Tomar o paladar e saborear tranquilamente uma deliciosa pimenta sem a subordinada necessidade de adicionar o sal.
Magoas quem te ama. Por dependência doentia que inflama qualquer coração ardente de amor por ti. Dás asas a qualquer amigo a tomar a rédea e voar para longe dessa ambígua pessoa que és, encontrando a paz no outro canto do mundo.
Uma só palavra basta para por termo à tua amizade supérflua, temperada com aromas insólitos que não se interligam. Apenas o sal permanece inalterado. Todos os outros que vivem ao seu redor dão o agridoce à vida consoante a quantidade e a disponibilidade física e emocional.
Desde sempre temperaste meu carinho com sopros de amabilidades. Como verdade que só o tempo fortifica, e a certeza reluz em minha alma.
Mereço mais apreço, meu coração sufoca, e não se sustenta de bolorentas migalhas. No vocabulário de meus dias o verbo esperar soou unicamente na data antecedente ao meu nascimento. Cansei dos sons nebulosos dessa ilusória espera.

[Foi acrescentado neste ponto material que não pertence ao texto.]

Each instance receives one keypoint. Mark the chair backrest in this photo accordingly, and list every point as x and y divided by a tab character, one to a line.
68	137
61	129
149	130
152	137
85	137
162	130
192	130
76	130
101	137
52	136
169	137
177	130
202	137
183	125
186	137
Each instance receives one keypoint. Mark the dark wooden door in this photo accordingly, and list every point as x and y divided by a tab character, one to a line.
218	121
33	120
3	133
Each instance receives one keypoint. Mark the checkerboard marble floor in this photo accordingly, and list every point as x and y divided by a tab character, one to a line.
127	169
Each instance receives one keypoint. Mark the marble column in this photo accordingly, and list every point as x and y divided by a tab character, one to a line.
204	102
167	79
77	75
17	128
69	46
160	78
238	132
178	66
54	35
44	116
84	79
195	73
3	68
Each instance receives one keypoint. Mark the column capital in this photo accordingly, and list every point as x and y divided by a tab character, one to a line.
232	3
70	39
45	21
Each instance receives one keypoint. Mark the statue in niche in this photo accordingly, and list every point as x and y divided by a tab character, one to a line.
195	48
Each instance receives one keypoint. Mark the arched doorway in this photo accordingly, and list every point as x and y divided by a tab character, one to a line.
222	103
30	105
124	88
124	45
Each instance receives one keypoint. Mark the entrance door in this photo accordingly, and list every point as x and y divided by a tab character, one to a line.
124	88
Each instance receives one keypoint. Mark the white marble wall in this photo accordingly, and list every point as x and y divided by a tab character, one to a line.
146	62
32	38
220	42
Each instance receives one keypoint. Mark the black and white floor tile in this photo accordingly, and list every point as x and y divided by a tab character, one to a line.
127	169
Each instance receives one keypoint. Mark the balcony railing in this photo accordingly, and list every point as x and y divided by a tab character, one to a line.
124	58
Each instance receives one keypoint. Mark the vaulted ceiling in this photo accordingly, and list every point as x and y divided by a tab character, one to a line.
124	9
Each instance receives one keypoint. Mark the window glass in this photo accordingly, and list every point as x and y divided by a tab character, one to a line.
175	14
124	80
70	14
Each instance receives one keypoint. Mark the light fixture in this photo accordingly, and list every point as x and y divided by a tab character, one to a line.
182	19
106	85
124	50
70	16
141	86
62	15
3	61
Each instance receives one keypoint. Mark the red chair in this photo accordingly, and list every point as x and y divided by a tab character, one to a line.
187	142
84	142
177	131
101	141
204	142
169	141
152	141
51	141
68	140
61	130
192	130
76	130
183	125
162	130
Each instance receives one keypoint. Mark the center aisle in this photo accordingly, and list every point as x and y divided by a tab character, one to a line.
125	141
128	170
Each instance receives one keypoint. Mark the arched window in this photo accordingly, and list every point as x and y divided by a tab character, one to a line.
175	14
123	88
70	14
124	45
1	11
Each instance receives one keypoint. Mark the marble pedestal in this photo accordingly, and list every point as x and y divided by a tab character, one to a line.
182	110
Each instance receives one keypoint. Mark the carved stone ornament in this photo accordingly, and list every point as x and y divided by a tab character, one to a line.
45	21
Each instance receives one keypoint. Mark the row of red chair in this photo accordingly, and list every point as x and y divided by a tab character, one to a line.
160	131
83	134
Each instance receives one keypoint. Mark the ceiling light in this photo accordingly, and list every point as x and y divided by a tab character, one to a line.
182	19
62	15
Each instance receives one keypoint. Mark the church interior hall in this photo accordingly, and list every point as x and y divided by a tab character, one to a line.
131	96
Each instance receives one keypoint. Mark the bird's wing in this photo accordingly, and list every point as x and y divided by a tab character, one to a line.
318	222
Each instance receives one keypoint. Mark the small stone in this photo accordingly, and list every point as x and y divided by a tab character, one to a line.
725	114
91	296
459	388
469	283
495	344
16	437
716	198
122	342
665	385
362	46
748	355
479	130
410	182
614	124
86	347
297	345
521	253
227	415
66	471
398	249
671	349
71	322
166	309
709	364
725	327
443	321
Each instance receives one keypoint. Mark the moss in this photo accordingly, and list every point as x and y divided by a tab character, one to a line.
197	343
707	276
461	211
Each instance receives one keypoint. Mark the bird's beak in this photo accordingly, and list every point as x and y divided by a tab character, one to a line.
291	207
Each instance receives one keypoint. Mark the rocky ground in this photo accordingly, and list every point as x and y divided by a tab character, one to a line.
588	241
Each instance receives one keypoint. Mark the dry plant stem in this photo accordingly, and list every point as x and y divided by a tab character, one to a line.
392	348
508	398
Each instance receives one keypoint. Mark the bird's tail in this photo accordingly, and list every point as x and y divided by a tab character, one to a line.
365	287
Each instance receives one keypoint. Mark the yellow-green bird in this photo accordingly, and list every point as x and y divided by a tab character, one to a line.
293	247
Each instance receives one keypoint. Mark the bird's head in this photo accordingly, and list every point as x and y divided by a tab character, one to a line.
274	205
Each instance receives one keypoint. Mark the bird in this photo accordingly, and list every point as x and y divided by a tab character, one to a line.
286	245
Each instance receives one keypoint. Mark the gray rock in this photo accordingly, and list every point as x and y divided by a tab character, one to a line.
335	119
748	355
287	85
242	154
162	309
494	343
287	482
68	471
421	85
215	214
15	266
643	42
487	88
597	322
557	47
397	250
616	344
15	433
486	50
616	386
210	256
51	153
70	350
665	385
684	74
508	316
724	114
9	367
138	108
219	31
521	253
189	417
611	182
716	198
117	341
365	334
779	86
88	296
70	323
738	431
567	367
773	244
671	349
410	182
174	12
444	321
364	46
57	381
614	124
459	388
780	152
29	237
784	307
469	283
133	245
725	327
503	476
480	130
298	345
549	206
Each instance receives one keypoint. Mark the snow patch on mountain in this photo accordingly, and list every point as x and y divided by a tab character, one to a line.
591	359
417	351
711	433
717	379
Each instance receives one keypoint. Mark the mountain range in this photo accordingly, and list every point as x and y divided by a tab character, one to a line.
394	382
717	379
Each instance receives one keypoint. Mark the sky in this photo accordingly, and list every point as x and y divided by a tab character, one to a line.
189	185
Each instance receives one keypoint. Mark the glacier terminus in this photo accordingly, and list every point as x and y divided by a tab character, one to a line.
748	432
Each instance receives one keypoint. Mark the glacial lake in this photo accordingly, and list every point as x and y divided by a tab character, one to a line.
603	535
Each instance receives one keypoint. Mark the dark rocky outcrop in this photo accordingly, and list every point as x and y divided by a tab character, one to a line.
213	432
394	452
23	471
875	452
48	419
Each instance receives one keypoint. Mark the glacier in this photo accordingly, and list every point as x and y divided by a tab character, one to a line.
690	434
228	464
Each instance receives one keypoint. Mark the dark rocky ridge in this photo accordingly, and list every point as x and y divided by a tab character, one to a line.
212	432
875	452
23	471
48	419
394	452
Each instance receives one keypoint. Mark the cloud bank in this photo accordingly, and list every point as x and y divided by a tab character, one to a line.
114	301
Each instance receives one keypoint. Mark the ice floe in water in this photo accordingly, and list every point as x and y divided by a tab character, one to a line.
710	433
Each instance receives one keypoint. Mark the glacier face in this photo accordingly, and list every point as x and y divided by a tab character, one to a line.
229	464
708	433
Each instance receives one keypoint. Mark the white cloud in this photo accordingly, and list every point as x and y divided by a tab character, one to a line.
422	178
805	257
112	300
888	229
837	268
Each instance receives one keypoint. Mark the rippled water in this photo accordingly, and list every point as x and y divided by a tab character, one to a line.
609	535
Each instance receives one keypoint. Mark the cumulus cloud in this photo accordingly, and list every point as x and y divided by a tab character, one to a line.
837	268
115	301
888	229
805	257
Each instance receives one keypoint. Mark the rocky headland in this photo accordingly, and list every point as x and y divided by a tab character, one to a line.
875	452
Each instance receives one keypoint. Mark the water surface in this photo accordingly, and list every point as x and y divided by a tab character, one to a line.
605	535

Esperando que os outros venham para vires. Esperando que os outros gostem para gostares. Pensando por mim, gostaria de te ensinar a fazer o mesmo, antes que o tempo, esse senhor que tudo trás e tudo leva, anule a pessoa de quem dependes para Ser, Gostar e Amar.
Olha-te ao espelho e vê como sozinho a Tua esplêndida Luz brilha mais forte.
Permite-te viajar pelo teu imenso mundo interior e conhecer-te. Redescobre-te, renasce e recria a tua própria história. Livre de opiniões alheias e de gostos extrínsecos.
Porque só serás verdadeiramente Feliz quando conseguires ser Tu Próprio.